Bufale morte per falsi controlli TBC

Le truffe a spese dei poveri animali non esauriscono mai, purtroppo si tratta di una triste realtà specialmente quando i protagonisti sono dei veterinari che dovrebbero in qualche modo tutelare la loro salute, ma non è sempre così.

Risulta, infatti, che a Frosinone sono stati arrestati ben 9 veterinari, i quali sembrerebbe siano responsabili di una maxitruffa che si aggira attorno ai 200.000 €, ai danni del servizio sanitario nazionale.

I Nas del Lazio, dopo un’indagine accurata e diversi accertamenti, in stretta collaborazione con l’ Istituto Zooprofilattico Sperimentale di Latina, sono riusciti a scoprire tutto ciò, aiutati anche da una denuncia che in precedenza era stata aperta da parte di un allevatore di bufale, che in poco tempo ha visto la morte di 106 capi che erano stati trovati positivi alla tubercolosi.

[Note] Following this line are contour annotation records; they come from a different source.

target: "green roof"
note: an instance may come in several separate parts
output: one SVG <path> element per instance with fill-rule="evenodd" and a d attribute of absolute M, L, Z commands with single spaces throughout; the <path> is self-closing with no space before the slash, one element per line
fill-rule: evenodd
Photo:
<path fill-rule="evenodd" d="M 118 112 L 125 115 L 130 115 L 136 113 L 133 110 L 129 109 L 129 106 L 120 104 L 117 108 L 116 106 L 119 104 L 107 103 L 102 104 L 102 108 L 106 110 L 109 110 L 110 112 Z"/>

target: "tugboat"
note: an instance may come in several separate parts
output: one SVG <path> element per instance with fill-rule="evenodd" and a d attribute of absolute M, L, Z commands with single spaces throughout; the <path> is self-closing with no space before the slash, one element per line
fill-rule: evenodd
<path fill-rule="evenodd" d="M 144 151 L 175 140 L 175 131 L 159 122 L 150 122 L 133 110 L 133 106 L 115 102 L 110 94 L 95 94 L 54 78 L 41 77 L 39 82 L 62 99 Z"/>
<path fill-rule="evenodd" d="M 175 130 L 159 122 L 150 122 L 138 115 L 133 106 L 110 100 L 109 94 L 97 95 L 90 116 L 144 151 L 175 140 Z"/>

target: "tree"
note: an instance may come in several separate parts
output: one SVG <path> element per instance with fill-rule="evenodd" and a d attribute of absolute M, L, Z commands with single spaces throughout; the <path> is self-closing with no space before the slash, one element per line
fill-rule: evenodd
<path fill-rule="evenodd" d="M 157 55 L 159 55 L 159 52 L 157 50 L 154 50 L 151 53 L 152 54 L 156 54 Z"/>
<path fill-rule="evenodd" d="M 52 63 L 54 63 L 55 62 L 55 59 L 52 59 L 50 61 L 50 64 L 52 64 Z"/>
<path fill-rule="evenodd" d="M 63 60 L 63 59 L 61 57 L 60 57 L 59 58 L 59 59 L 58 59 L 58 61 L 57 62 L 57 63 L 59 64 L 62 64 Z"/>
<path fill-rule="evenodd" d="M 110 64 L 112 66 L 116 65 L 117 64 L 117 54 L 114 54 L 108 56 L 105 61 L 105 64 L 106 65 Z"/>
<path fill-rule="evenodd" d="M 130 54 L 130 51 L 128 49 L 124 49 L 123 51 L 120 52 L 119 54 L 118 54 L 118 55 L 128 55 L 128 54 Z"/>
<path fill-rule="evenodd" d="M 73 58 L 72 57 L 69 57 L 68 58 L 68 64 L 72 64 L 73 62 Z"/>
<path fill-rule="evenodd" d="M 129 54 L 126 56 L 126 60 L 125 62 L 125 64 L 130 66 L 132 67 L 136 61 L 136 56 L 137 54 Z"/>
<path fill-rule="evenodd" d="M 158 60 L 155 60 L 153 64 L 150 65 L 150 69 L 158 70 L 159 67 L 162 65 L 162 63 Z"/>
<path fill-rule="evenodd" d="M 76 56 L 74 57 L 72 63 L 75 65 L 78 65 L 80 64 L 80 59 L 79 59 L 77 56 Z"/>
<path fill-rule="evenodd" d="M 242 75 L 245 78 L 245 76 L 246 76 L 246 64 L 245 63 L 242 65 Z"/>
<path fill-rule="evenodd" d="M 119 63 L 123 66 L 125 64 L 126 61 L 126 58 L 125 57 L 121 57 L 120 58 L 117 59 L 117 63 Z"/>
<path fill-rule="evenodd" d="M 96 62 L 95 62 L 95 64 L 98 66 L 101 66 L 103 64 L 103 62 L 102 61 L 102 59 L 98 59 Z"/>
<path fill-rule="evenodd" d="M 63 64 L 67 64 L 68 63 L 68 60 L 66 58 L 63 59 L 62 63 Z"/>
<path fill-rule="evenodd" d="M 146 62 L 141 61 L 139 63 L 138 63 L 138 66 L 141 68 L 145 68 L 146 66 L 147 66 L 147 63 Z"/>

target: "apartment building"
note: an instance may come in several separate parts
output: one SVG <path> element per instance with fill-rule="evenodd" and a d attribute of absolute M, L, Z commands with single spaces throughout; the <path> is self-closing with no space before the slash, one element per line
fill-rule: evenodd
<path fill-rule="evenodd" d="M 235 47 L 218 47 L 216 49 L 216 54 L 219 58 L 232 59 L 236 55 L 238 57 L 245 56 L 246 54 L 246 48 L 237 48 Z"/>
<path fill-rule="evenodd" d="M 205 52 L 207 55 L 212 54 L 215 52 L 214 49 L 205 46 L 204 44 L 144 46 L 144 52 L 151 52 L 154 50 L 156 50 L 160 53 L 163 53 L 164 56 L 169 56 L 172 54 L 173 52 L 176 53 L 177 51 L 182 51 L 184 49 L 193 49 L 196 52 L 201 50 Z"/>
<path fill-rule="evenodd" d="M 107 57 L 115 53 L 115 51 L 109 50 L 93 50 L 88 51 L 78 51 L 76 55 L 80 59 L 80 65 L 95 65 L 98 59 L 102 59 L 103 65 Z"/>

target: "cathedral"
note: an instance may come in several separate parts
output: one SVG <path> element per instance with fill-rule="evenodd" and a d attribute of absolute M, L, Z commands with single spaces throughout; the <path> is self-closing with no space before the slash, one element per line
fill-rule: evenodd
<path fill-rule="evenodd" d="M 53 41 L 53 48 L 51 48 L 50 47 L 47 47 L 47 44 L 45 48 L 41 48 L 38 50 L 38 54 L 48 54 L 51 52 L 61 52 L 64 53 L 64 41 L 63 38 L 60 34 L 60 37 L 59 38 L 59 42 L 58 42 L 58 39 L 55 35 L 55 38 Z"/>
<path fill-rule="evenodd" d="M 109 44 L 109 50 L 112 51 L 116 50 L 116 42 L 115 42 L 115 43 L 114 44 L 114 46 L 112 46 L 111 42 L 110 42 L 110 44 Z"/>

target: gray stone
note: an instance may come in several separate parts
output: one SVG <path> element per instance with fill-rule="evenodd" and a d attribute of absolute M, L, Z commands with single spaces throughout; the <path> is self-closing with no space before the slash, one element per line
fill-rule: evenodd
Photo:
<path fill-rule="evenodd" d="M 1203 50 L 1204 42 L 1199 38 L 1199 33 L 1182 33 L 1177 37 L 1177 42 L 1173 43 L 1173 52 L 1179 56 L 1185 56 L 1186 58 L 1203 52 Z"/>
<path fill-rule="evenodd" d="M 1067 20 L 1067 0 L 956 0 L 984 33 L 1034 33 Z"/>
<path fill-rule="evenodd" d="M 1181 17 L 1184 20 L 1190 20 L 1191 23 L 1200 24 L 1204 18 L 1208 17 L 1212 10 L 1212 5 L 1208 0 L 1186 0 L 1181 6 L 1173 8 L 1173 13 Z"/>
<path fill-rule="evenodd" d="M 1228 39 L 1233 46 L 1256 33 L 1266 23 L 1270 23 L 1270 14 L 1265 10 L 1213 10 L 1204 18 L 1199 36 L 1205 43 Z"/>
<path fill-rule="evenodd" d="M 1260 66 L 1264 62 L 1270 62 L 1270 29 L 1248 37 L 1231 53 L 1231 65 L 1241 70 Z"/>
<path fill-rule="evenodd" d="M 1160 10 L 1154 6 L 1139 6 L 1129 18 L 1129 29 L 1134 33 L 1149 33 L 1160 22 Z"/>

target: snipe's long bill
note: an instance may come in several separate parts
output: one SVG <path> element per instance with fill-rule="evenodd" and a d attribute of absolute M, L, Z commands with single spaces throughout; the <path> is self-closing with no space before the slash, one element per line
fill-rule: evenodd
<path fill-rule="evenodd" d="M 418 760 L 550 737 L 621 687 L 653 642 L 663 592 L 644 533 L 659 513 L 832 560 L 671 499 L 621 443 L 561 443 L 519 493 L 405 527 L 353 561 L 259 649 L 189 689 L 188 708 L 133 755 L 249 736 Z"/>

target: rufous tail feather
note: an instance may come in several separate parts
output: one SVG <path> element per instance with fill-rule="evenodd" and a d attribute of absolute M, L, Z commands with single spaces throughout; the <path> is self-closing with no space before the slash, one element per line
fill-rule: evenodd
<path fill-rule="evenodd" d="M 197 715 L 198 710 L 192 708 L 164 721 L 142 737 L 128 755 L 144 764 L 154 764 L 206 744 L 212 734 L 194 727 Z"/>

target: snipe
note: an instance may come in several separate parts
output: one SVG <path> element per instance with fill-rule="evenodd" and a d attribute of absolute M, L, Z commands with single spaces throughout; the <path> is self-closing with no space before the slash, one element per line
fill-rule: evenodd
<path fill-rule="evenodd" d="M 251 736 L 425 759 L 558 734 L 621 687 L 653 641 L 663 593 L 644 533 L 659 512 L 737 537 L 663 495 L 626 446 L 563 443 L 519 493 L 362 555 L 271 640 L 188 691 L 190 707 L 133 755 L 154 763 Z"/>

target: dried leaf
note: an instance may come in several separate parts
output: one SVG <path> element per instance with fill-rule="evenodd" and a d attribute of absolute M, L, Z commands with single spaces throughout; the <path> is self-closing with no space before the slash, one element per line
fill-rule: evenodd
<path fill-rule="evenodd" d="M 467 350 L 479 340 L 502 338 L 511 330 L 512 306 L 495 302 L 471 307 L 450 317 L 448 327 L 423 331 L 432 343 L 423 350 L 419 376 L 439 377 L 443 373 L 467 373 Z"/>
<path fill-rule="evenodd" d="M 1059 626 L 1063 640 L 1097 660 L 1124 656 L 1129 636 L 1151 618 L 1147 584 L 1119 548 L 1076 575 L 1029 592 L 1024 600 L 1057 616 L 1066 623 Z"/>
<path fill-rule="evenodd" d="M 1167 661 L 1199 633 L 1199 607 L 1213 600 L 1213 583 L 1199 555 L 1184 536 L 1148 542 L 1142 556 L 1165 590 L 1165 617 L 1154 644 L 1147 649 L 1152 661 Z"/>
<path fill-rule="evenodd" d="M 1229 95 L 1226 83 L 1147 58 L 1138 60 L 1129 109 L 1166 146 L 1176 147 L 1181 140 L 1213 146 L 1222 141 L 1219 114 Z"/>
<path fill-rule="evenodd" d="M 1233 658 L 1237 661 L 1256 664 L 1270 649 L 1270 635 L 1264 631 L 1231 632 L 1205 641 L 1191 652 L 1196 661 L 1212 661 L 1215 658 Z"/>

Si tratta di una malattia che non lascia scampo e la responsabilità in tal caso era tutta da attribuire ad alcuni veterinari della ASL, i quali, avevano attestato una falsa esecuzione di vaccino contro la tubercolosi, che in realtà non era mai stata effettuata.

E’ ovvio che dietro tutto ciò c’erano grandissimi interessi economici, considerando che i veterinari avevano percepito in modo del tutto illecito, tutti quei compensi previsti per tale servizio, di conseguenza andando a truffare per bene il servizio sanitario nazionale, a discapito dei poveri animali.

Tutto ciò ha causato anche un grande pericolo per tutti noi, per la salute pubblica in generale, proprio perchè tutto il latte prodotto era destinato all’uomo.

Si tratta di una vera vergogna, episodi del genere non dovrebbero mai accadere.